Research On Teacher Evaluation Metrics: The Weaponization Of Correlations
Our guest author today is Cara Jackson, Assistant Director of Research and Evaluation at the Urban Teacher Center.
In recent years, many districts have implemented multiple-measure teacher evaluation systems, partly in response to federal pressure from No Child Left Behind waivers and incentives from the Race to the Top grant program. These systems have not been without controversy, largely owing to the perception – not entirely unfounded - that such systems might be used to penalize teachers. One ongoing controversy in the field of teacher evaluation is whether these measures are sufficiently reliable and valid to be used for high-stakes decisions, such as dismissal or tenure. That is a topic that deserves considerably more attention than a single post; here, I discuss just one of the issues that arises when investigating validity.
The diagram below is a visualization of a multiple-measure evaluation system, one that combines information on teaching practice (e.g. ratings from a classroom observation rubric) with student achievement-based measures (e.g. value-added or student growth percentiles) and student surveys. The system need not be limited to three components; the point is simply that classroom observations are not the sole means of evaluating teachers.

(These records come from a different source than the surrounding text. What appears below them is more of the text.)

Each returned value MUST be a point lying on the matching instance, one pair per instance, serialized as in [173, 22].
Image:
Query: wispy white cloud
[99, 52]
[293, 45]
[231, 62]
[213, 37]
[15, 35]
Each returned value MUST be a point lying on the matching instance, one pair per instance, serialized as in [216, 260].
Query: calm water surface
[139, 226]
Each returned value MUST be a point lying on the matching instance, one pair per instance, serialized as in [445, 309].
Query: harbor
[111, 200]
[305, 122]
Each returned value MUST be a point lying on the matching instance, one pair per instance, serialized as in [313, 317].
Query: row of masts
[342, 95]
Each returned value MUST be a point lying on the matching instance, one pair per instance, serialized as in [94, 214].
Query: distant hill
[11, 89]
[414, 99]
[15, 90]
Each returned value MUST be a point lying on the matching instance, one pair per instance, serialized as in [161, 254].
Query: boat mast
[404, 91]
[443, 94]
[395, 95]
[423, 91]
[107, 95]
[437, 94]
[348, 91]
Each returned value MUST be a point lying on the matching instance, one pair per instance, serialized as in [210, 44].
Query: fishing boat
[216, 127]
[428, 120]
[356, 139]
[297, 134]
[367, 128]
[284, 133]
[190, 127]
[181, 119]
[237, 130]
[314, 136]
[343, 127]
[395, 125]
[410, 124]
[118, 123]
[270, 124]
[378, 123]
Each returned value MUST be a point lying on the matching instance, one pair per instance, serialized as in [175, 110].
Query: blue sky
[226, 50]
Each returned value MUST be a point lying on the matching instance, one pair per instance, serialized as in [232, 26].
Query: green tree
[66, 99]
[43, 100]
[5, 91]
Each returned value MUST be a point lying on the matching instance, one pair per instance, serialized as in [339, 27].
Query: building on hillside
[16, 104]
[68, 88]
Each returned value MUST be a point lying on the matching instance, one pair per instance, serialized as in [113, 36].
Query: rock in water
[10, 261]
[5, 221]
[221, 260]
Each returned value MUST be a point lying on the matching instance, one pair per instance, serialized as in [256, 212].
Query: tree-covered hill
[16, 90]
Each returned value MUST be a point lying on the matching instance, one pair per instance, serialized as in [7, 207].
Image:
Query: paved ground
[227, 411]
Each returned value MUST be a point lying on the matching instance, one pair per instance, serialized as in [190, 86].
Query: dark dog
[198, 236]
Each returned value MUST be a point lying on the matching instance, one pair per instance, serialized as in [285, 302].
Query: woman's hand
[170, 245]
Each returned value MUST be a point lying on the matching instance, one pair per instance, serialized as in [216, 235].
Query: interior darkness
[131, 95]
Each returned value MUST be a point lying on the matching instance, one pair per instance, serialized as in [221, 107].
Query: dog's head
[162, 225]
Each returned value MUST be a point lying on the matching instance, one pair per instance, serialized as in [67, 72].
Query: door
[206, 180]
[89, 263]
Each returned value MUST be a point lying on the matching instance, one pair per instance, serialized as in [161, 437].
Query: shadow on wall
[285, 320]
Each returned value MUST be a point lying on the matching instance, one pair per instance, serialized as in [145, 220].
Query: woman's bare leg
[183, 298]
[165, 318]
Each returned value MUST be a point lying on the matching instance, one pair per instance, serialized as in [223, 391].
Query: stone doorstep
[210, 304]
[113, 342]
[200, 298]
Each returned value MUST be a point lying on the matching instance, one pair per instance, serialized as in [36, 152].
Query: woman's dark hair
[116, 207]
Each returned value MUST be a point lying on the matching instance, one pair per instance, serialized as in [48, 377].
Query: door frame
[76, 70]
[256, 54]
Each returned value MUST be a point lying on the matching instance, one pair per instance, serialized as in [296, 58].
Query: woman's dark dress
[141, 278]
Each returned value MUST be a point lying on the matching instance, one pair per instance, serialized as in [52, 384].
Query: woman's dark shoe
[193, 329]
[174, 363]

In validating the various components of an evaluation system, researchers often examine their correlation with other components. To the extent that each component is an attempt to capture something about the teacher’s underlying effectiveness, it’s reasonable to expect that different measurements taken of the same teacher will be positively related. For example, we might examine whether ratings from a classroom observation rubric are positively correlated with value-added.